LINDAT/CLARIAH-CZ is committed to the long-term care of items deposited in the repository, to preserve the research and to help in keeping research replicable and strives to adopt the current best practice in digital preservation. See the Mission Statement section in the FAQ. We follow best practice guidelines, standards and regulations set forth by CLARIN, OAIS and Charles University.

To stay a reliable and trustworthy repository, we undergo periodical assessments by CLARIN ERIC and Core Trust Seal (formerly Data Seal of Approval).

To fulfil our commitments, the repository ensures that datasets are ingested and distributed in accordance with their license (see License Agreement and Contracts in the FAQ). Sometimes (for licenses that do not permit public access) this means only authorized users can access the dataset.

The submission workflow as described in the FAQ: "What is the actual depositing/archiving procedure?" and the work of our editors ensures discoverability (by requiring accurate Metadata Policy) via our search engine, externally through OAI-PMH and in page metadata for certain web crawlers. Metadata are freely accessible.

The datasets are kept within a private cloud at UFAL. That is on internal server storage, as opposed to being stored on removable media such as DVDs. The physical access to the server rooms is limited. The datasets are accessible online.

There are various automated procedures including fixity checks, to ensure integrity of the submitted datasets and completeness of metadata.

Disaster recovery of data is implemented via a multi-level backup scheme:

  • first level is replication of the virtual systems between cluster nodes used for the HA regime
  • second level are weekly dumps of the virtual systems to a shared NFS volume
  • third level is a weekly off-site differential backup on an external hierarchical storage

We monitor the hardware platform as well as the real-time performance and status of our services. We react to the incidents reported.

The whole software stack is based on open-source software. We aim to use a supported version of each of the components. The various export options and extensive documentation offered by the repository system (DSpace) ensure that data and their metadata are not locked in and can be moved to a different repository system.

We view data and tools as primary research outputs; each submission receives a Persistent IDentifier for reference, and the users are guided to use them. For reproducibility (of results using the dataset) and to have a clear meaning of what a PID refers to, changes in a dataset after it has been published are not permitted. A new submission – new version – is required instead. The old and the new submissions are linked through their metadata (see the FAQ: "How do I create a new version of a record?" for more details).

The policy of the repository is to never delete datasets, but in extreme cases the repository may be legally required to do so. In such a case, the repository provides a tombstone page if a dataset/item was removed, and the PID is directed to this page. The details on the tombstone pages differ on a case-by-case basis, i.e., why the item was removed. If we can, we provide the title, the authors, and the removal reason.

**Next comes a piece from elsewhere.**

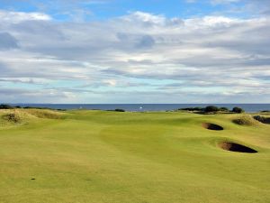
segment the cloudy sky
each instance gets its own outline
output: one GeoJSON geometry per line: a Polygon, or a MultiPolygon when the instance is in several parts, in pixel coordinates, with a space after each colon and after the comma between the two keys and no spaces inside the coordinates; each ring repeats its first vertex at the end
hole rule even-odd
{"type": "Polygon", "coordinates": [[[269,0],[0,0],[0,102],[270,103],[269,0]]]}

The metadata can change - they can be automatically (or manually) enriched. The helpdesk can be contacted with a metadata update request (e.g., to fix a typo in the metadata).

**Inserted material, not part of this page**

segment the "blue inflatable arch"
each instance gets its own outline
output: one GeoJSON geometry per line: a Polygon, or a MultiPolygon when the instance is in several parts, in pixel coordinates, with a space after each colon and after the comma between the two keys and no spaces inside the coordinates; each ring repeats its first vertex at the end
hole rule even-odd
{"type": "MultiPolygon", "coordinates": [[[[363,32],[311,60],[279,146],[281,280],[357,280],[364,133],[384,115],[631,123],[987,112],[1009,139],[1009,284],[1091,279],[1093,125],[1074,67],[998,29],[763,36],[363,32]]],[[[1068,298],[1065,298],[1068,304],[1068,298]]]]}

Through regular participation in CLARIN activities, Open Repositories and various other meetings, schools and conferences, the repository staff is informed of new developments in technologies and/or initiatives.

The repository encourages the usage of specific file formats as recommended by CLARIN. The guiding principles for format selection are: open standards are preferred over proprietary standards, formats should be well-documented, verifiable, and proven, text-based formats are preferred over binary formats where possible, in the case of digitalization of analogue signal lossless or no compression is recommended.

The preferred file formats will change over time, in which case the repository will make every effort to migrate to other formats, while keeping originals intact for reproducibility purposes (i.e. migrated item will be a new repository record linked to the old one).

In the case of a withdrawal of funding, the repositories content would be transferred to another CLARIN centre. While the legal aspects of the process of relocating data to another institution are underway, the hosting institute (UFAL) offers a timeframe of at least 10 years after the funding of the RI is withdrawn, in which it will preserve the data and provide access to it.